Our friends over at Education Sector unveiled an interesting report today, cleverly titled Drowning in Debt: The Emerging Student Loan Crisis. Its authors analyzed data from the US Dept. of Education's National Postsecondary Student Aid Survey in order to identify trends in student borrowing. The report contains a number of interesting charts and figures that collectively suggest that more students are borrowing more money today than they were 15 years ago and that grant aid (aside from federal grants) is increasingly based on merit as opposed to need, especially at the institutional level.

The report touches on a topic that I believe is central to understanding the underlying problem with upward spiraling tuition and consequentially, the rise in student debt, stating:
Universities also use a substantial amount of their discretionary aid dollars to attract students who do have academic merit, at least as measured by factors like class rank and SAT and ACT scores, both of which contribute to the influential U.S. News & World Report college rankings. Prestige in higher education is partly a function of attracting “better” students to enroll, and prestige has a price.
In other words, colleges seeking to boost their reputation do so by spending more money. My colleague, Andrew Gillen, introduced the concept of a "prestige curve" as a cost driver in his Financial Aid report, as well as providing evidence that government-provided financial aid has actually contributed to the decrease in college affordability -- the opposite of its intended effect.

Middle and high income students have access to highly subsidized loans, which has increased their ability to pay ever-increasing tuition fees. In turn, this has incentivized colleges to spend exorbitant amounts of money to improve their "prestige" in order to attract these students and the revenues that follow. This effect is described in Robert Martin's recent Pope Center report, The Revenue-to-Cost Spiral. Colleges will continue to exploit this system as long as university transparency remains absent and students are willing to shell out the tuition dollars.

1 comment:

capeman said...

"Colleges will continue to exploit this system as long as university transparency remains absent and students are willing to shell out the tuition dollars."

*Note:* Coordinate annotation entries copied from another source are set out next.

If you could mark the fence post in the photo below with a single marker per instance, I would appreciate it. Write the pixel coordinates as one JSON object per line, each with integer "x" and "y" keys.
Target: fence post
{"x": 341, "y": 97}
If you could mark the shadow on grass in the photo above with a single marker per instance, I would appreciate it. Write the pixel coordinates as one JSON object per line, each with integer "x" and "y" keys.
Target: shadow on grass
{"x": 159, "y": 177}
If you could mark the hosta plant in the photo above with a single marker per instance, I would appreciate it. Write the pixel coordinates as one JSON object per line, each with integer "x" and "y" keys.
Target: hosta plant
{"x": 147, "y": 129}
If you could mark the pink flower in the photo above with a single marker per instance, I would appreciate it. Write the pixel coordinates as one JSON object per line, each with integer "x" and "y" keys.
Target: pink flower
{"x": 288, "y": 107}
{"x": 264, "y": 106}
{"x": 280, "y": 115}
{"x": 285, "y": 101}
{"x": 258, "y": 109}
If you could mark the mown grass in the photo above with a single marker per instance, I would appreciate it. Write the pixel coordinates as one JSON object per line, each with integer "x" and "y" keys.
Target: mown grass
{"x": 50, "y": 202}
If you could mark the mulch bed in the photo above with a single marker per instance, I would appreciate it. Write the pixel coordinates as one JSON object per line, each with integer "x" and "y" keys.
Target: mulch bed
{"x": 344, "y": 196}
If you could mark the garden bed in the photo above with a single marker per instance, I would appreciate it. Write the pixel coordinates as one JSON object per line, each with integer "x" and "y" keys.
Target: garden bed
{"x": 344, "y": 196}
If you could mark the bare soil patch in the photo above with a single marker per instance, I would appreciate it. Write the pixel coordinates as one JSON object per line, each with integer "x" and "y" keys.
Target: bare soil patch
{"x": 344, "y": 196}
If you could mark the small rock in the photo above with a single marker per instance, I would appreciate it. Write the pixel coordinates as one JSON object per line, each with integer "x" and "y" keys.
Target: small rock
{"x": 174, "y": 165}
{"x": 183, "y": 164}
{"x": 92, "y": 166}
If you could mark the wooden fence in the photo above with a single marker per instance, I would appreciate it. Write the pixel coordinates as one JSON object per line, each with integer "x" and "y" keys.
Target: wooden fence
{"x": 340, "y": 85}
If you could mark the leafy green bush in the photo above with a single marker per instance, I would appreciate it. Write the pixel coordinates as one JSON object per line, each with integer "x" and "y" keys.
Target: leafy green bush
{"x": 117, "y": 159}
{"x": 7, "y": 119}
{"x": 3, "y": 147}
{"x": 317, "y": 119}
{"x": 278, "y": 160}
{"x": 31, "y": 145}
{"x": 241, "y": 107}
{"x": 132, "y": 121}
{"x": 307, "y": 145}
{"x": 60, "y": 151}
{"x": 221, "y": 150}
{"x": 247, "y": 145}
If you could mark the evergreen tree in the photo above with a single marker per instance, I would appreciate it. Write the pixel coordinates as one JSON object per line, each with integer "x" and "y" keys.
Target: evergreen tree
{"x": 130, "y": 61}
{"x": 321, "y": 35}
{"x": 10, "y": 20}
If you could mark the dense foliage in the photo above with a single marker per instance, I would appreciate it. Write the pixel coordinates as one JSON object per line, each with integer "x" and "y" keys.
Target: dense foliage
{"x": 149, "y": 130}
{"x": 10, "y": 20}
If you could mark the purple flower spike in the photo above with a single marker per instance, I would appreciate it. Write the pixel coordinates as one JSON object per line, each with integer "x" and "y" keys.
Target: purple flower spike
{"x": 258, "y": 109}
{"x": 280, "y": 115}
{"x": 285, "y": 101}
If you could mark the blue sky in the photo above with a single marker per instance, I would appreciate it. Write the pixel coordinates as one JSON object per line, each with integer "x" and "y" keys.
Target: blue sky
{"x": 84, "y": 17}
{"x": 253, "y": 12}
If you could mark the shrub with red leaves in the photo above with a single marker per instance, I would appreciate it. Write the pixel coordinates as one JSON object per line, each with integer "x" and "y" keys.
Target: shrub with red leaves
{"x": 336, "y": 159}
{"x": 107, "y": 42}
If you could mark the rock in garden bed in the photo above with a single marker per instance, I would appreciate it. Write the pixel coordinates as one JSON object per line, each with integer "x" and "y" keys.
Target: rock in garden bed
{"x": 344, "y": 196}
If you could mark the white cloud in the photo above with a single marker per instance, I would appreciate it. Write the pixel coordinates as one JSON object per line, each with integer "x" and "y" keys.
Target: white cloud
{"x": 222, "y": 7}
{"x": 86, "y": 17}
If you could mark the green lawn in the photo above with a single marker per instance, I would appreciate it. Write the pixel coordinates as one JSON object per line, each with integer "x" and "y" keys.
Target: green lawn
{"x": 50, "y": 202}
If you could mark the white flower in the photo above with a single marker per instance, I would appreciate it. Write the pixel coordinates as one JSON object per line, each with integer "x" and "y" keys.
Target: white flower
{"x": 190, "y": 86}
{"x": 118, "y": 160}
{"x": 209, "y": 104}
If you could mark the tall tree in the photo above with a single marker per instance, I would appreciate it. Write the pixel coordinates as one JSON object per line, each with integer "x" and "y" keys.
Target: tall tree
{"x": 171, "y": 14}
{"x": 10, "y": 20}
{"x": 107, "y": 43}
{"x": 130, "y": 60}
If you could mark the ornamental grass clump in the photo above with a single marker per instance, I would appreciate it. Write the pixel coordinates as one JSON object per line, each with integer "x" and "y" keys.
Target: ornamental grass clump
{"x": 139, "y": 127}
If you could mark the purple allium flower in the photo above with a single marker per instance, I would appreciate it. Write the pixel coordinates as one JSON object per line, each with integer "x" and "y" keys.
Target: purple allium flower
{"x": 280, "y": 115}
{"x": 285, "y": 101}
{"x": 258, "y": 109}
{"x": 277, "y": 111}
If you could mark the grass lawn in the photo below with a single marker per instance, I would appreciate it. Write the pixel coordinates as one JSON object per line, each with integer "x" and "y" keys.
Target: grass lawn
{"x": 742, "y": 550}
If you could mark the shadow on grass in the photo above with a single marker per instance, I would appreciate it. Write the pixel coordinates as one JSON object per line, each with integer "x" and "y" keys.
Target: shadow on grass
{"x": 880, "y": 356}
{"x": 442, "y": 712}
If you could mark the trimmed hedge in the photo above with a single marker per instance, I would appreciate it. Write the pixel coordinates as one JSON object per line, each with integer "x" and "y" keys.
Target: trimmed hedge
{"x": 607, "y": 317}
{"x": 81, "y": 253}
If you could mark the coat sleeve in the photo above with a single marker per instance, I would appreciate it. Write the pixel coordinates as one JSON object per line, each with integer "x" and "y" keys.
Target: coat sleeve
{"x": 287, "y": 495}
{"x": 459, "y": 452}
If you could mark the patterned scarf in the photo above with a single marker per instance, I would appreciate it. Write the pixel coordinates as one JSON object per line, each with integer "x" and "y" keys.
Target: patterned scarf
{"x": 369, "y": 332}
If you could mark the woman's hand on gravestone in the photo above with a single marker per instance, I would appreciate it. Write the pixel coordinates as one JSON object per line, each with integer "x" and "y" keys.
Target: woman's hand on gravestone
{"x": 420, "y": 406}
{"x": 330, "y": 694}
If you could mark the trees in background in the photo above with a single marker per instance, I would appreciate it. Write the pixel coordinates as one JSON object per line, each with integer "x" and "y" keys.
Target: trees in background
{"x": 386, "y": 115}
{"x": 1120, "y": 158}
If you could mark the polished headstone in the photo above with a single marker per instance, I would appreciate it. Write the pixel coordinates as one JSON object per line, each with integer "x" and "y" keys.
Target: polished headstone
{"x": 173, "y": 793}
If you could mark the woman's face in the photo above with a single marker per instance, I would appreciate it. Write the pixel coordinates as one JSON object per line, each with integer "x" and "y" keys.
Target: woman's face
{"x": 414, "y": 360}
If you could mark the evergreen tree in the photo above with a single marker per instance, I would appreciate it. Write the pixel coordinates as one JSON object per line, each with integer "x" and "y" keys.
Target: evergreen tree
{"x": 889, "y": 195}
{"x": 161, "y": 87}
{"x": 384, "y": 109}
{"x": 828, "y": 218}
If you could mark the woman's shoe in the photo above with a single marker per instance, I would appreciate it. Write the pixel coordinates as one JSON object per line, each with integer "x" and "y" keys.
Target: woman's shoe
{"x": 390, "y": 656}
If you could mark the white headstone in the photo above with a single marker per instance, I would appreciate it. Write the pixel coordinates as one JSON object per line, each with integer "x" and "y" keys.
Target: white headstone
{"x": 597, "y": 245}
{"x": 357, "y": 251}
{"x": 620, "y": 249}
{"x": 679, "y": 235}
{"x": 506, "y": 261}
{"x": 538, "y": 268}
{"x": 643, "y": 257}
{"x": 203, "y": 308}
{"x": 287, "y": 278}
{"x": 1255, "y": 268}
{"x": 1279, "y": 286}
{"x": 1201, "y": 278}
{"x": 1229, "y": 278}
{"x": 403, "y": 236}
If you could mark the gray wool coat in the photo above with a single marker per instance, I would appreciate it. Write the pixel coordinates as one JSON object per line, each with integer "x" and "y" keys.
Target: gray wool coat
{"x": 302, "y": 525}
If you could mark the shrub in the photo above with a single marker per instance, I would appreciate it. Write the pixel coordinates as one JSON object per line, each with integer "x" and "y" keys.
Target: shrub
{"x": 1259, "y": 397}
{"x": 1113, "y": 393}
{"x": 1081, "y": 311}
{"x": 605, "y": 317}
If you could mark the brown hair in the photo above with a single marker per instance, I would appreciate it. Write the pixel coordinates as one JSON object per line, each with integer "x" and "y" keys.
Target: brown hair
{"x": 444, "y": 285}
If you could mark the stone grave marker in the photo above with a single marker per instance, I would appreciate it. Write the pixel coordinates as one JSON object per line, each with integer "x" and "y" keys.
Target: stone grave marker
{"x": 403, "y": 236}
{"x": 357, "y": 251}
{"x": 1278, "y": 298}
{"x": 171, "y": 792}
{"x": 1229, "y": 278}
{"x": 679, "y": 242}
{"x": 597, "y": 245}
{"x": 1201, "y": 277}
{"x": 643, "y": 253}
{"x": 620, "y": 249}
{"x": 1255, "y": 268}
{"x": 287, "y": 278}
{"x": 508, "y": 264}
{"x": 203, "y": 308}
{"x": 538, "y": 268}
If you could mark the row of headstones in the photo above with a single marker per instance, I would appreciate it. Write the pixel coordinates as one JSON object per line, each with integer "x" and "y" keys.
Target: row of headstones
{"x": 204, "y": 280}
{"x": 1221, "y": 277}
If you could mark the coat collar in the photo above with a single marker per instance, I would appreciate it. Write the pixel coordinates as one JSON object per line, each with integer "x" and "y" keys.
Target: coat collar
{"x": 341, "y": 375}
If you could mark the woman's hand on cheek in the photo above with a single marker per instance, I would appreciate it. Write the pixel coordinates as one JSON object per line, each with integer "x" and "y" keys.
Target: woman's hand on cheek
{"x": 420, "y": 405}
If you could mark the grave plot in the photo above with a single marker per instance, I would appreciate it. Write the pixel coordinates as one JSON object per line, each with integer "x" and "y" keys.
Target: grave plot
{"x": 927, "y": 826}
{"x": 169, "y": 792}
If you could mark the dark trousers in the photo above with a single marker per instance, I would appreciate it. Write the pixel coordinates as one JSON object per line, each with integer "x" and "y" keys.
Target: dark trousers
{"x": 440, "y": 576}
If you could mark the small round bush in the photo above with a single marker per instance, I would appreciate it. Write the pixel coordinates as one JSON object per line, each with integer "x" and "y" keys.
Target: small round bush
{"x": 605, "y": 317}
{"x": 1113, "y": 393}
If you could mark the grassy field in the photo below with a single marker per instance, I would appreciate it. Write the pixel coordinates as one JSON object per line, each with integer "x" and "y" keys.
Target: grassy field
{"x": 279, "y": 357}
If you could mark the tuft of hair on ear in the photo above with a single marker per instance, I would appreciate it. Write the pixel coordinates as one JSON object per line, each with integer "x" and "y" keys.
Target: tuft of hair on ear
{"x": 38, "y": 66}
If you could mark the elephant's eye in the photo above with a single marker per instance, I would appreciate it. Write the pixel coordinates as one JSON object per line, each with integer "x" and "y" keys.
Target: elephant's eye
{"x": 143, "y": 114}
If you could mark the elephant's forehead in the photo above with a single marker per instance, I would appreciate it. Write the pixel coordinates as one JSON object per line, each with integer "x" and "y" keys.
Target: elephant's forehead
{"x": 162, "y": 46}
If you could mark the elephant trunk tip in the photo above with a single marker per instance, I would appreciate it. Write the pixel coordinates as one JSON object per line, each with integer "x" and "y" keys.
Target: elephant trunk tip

This sounds exactly like what the local Marxists and other assorted radicals say about the market economy in general. Substitute "corparations, corporate, consumers" for "colleges, university, students" and you have the radical parody of a critique of the market word for word.

If the students think they're taking on too much debt, let them trade down to a less expensive college.

If the government thinks subsidized loans are a bad deal, let the government end them. And then let the chips fall where they may.

One thing of which I'm pretty sure, there would be a lot fewer students, of all kinds, in college. Maybe that is the goal here?